The paper's treatment of emerging controversies is worth particular attention for anyone working on AI in healthcare. Three issues are identified as increasingly contested: the shift from study-specific to broad consent, which reduces participants' ability to understand what specific uses they are authorizing; the question of who controls and who benefits from de-identified data used to train AI algorithms, where individual contributions are indistinguishable in the aggregate but cumulatively valuable; and the question of liability and remuneration when AI trained on patient data produces adverse outcomes. None of these questions has a settled legal answer. The proposed Collaborative Healthcare Data Ownership framework, which would establish shared ownership between patients, providers, researchers, and AI developers with defined governance rules, has not been adopted anywhere.
The paper's conclusion is measured: "It will fall to attorneys and regulators to address this tradeoff." That is accurate, but the tradeoff it describes is genuinely structural. More patient ownership rights = less available data for research and product development. Less patient ownership = more available data but weaker ethical foundations for its use. The existing compromise - strong privacy, no ownership - satisfies neither side fully and leaves the most contested questions legally unresolved.
What the healthcare AI field needs to reckon with is that every AI system trained on patient data exists within this unresolved ownership landscape.

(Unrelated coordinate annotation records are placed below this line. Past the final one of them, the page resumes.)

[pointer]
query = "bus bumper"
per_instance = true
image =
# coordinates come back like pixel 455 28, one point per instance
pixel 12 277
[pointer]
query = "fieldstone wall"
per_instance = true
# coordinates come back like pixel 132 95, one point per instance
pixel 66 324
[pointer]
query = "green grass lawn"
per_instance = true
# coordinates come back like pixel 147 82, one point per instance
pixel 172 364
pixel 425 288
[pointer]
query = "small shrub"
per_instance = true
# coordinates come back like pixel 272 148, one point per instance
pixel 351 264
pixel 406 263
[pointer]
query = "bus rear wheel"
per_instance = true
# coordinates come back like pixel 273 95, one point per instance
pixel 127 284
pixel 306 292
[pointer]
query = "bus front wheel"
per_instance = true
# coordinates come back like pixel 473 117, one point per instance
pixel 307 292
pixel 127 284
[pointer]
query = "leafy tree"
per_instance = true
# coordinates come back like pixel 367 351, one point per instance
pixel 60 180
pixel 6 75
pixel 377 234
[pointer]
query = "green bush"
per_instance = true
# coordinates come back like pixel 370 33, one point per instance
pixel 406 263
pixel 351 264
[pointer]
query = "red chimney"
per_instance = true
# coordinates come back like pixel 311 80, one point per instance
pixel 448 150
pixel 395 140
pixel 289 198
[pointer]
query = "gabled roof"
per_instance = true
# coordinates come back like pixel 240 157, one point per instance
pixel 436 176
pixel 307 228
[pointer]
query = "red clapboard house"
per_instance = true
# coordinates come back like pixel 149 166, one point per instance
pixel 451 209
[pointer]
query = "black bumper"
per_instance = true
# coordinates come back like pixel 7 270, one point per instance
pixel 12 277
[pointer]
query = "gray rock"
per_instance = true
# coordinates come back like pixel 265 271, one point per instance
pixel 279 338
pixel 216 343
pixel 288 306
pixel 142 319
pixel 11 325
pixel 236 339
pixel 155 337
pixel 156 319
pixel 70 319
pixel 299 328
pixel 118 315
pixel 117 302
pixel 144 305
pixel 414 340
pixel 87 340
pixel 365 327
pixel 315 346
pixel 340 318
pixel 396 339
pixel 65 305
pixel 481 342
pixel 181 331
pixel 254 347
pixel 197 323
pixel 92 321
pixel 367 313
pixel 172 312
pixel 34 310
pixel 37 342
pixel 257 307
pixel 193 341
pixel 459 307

The training data for an FDA-cleared diagnostic algorithm may have been acquired under terms of service that patients accepted without understanding, organized by a healthcare institution with its own competing interests, and used by a manufacturer under contractual arrangements that do not clearly establish patient rights to the value generated. That is not a scandal - it is the current legal normal. Whether it is sustainable as the scale and commercial value of patient-generated data continues to grow is a different question, and one that regulators on both sides of the Atlantic have not yet squarely answered.